Margarine was originally called oleomargarine and was created by a French chemist called Hippolyte Mège-Mouriès in 1869. The original product was made from beef fat as it was less perishable than butter. Over a period of time the beef fat has been removed and replaced by Cottonseed Oil (a poison), vegetable oils and/or soya bean oil. By the time WW1 came around it was almost exclusively made from vegetable oil.

Margarine began to gain popularity thanks to smart marketing, cheaper pricing and during the wars the scarcity of butter. Then when we got to the 70’s the marketing guru’s started telling us that fat would make us fat and margarine was so much healthier for us.

Making margarine

A lot of energy and chemical processes go into making margarine an edible food product. The raw oil is bleached to remove the darkness of the pressed oils. Colour is added to make it look palatable, vitamins added to make us think it has good health benefits, preservatives, maybe some milk solids and some emulsifiers. For example here is a list of ingredients in the very popular brand in Australia Meadow Lea (a whopping 12 ingredients):

Vegetable oils 65% (containing 52% canola & sunflower oil), water, salt, emulsifiers (soy lecithin, 471), preservative 202, food acid (lactic), milk solids, maltodextrin, natural colour (beta-carotene),vitamins A & D, flavour.

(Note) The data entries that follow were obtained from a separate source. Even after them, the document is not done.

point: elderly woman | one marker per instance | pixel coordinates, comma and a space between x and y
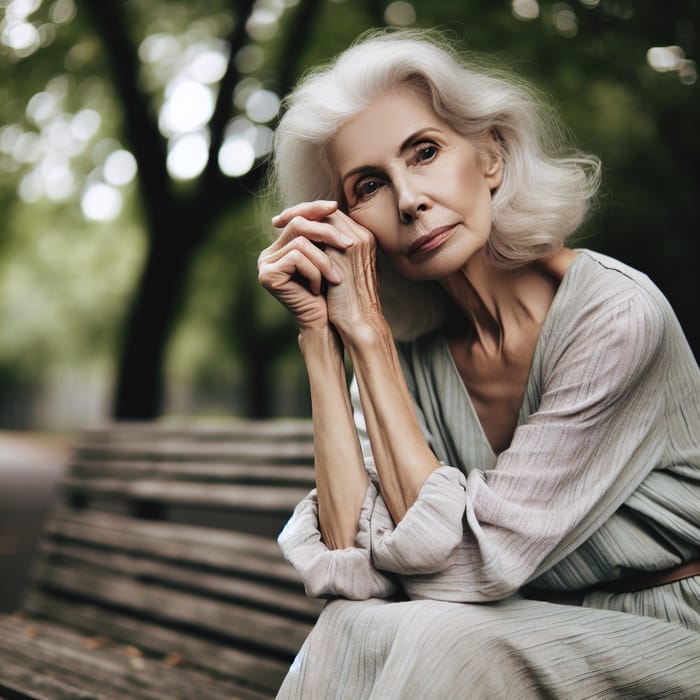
508, 494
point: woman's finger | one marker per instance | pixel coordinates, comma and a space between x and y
276, 276
315, 210
320, 232
311, 251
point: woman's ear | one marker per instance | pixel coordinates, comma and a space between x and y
492, 162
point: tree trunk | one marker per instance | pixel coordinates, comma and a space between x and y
140, 383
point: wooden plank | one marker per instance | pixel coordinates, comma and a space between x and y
280, 452
201, 581
243, 497
270, 429
265, 630
221, 660
225, 550
269, 474
61, 657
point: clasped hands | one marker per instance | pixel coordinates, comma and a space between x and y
319, 243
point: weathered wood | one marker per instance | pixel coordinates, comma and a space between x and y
287, 474
231, 551
227, 431
256, 593
281, 452
82, 667
221, 661
264, 499
217, 601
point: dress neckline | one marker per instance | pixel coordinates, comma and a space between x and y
523, 413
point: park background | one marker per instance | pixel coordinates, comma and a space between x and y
132, 143
133, 136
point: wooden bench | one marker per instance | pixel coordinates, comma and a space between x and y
159, 575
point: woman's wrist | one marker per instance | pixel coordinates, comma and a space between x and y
366, 336
319, 343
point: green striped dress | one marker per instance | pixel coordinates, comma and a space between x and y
602, 477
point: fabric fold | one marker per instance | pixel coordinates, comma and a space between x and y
325, 573
430, 531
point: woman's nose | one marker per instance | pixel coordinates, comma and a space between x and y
411, 200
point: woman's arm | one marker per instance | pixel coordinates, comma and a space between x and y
402, 457
341, 479
293, 269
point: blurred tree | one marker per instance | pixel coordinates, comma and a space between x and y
191, 90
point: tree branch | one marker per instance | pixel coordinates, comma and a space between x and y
140, 129
203, 201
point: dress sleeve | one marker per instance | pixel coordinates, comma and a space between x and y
568, 468
344, 573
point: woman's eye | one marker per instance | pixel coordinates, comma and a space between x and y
365, 188
427, 152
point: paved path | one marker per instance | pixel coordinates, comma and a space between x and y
30, 466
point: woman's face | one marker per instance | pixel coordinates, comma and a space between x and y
417, 184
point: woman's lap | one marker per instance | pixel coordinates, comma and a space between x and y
515, 648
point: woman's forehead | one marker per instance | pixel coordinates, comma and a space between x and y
382, 128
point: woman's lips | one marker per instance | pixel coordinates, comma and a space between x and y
431, 240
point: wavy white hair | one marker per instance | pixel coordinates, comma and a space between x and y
547, 186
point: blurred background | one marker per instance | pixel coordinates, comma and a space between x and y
133, 135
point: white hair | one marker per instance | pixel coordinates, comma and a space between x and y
547, 186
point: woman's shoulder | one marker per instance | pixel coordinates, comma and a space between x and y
599, 284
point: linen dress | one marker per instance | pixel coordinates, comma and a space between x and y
602, 477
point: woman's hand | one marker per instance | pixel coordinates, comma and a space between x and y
294, 267
354, 302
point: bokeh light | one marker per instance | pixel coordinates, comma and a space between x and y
565, 20
525, 10
236, 156
188, 106
119, 168
187, 156
262, 106
101, 202
400, 14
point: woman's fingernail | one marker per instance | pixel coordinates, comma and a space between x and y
334, 276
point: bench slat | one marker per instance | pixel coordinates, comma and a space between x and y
193, 544
229, 431
259, 594
268, 474
224, 661
264, 499
109, 672
266, 630
275, 453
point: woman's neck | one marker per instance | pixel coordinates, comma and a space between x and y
493, 305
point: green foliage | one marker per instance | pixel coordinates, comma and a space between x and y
65, 282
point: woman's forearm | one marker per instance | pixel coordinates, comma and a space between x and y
341, 479
401, 454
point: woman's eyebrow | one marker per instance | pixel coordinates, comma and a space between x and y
405, 144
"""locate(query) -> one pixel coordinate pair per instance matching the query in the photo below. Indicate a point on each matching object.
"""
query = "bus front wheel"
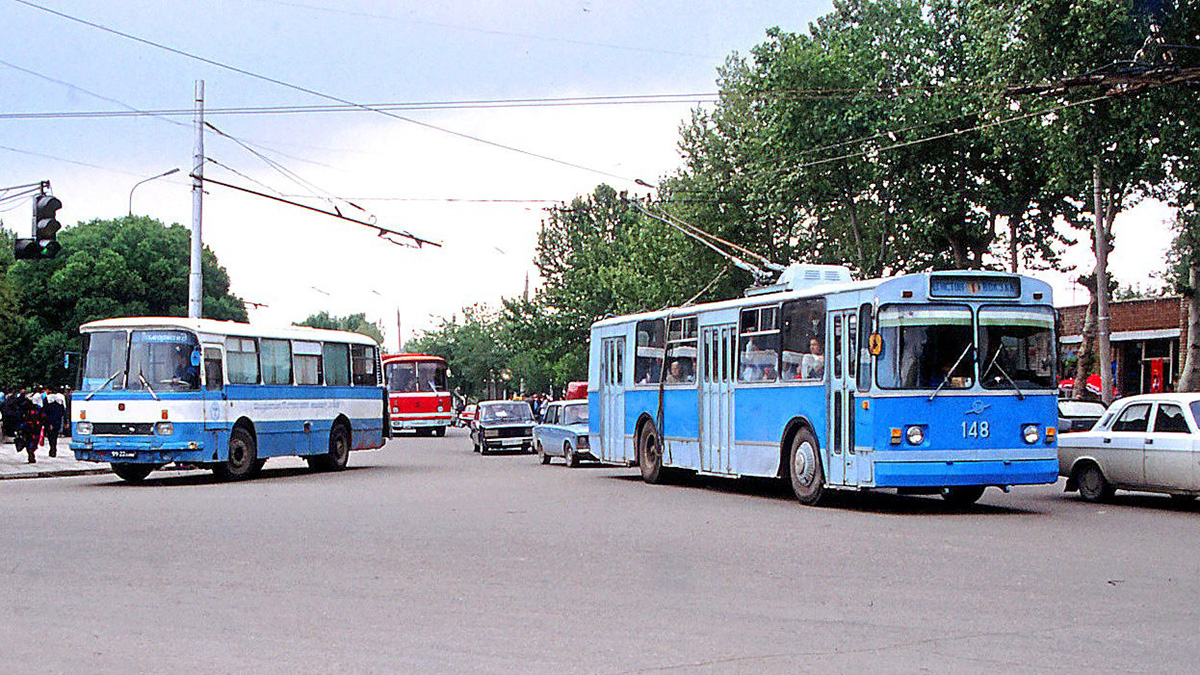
(241, 460)
(804, 469)
(339, 452)
(649, 455)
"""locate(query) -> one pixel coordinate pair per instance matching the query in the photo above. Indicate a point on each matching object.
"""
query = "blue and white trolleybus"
(937, 382)
(223, 395)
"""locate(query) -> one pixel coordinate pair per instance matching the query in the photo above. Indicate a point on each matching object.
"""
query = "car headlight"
(916, 435)
(1030, 432)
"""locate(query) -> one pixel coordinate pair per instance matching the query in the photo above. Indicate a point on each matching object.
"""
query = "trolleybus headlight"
(915, 435)
(1030, 432)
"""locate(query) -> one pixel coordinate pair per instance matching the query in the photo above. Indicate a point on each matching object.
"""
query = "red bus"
(418, 394)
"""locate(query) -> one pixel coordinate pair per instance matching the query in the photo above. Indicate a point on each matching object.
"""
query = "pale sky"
(481, 202)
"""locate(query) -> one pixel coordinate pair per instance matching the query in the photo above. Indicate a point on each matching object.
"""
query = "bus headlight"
(915, 435)
(1030, 432)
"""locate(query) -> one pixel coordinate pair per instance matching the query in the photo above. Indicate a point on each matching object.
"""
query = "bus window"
(648, 359)
(214, 375)
(803, 339)
(682, 351)
(363, 359)
(276, 360)
(336, 358)
(759, 345)
(241, 354)
(306, 362)
(923, 344)
(163, 359)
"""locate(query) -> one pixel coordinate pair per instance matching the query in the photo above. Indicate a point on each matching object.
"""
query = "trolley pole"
(196, 278)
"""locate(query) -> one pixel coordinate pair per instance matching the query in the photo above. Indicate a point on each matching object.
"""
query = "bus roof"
(213, 327)
(395, 358)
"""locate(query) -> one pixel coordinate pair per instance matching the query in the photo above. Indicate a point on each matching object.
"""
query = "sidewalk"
(13, 465)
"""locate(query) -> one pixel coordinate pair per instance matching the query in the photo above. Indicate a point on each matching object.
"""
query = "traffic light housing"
(45, 243)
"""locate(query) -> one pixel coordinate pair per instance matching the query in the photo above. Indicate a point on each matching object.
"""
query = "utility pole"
(196, 278)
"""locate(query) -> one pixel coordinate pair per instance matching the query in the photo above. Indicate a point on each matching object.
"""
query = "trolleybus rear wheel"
(963, 495)
(804, 469)
(132, 472)
(649, 455)
(243, 457)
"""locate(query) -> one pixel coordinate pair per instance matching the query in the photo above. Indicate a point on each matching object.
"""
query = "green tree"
(354, 322)
(108, 268)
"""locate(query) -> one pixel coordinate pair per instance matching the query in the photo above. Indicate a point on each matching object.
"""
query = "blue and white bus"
(939, 382)
(223, 395)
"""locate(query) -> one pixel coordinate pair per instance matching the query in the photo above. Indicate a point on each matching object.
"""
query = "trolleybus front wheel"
(963, 495)
(132, 472)
(804, 469)
(243, 458)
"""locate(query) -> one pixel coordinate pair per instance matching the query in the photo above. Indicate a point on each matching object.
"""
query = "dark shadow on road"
(868, 501)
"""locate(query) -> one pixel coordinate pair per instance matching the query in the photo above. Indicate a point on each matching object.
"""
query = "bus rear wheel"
(339, 452)
(649, 455)
(963, 495)
(133, 472)
(804, 469)
(241, 460)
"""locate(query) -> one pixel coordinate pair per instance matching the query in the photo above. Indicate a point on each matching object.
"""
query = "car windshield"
(516, 411)
(575, 414)
(1017, 345)
(925, 347)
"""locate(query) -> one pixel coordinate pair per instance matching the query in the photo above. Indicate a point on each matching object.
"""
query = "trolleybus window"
(337, 364)
(759, 345)
(241, 357)
(306, 362)
(1017, 347)
(648, 359)
(276, 362)
(803, 339)
(682, 351)
(925, 347)
(163, 359)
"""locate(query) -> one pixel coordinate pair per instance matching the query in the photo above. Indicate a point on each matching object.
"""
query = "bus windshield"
(925, 347)
(1017, 347)
(417, 376)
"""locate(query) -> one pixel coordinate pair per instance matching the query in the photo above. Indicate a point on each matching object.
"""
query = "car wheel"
(963, 495)
(1092, 484)
(804, 469)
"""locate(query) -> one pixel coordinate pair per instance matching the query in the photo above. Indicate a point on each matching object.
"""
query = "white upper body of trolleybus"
(223, 395)
(937, 382)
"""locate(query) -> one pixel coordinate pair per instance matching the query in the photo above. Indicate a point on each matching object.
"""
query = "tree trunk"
(1189, 375)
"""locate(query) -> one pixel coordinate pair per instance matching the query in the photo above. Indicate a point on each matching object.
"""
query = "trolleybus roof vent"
(804, 275)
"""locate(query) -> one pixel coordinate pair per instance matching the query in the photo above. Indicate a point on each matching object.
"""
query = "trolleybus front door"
(844, 351)
(612, 400)
(719, 370)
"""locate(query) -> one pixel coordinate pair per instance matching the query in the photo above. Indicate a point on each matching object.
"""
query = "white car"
(1149, 442)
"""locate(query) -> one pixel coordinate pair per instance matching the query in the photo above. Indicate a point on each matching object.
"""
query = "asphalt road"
(426, 557)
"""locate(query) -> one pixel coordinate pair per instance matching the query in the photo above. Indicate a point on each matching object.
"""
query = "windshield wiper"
(953, 368)
(1020, 395)
(111, 377)
(147, 384)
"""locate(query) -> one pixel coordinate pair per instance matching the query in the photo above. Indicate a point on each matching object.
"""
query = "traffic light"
(45, 243)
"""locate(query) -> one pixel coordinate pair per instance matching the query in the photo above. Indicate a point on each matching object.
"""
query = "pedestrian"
(54, 411)
(29, 425)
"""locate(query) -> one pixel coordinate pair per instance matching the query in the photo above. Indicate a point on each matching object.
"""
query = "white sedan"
(1149, 442)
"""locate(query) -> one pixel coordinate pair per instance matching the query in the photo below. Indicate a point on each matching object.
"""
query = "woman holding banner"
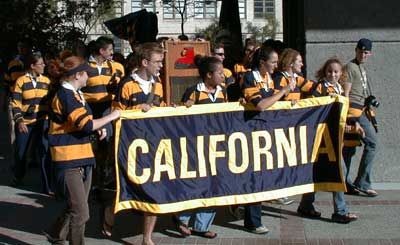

Now consider what goes into the creation of butter. Butter is simply the butterfat obtained by the churning of milk to separate the cream from the milk. It is churned until thickened and may have some salt added. No cooking, pressing, adding of preservatives. It is also easy to make at home.  Butter naturally contains:

Vitamins, A, D, E, B12 K2
Omega 3 and 6

If you eat margarine maybe it is time to consider changing to a food that is infinitely more natural and better for you. Better still butter really does taste better.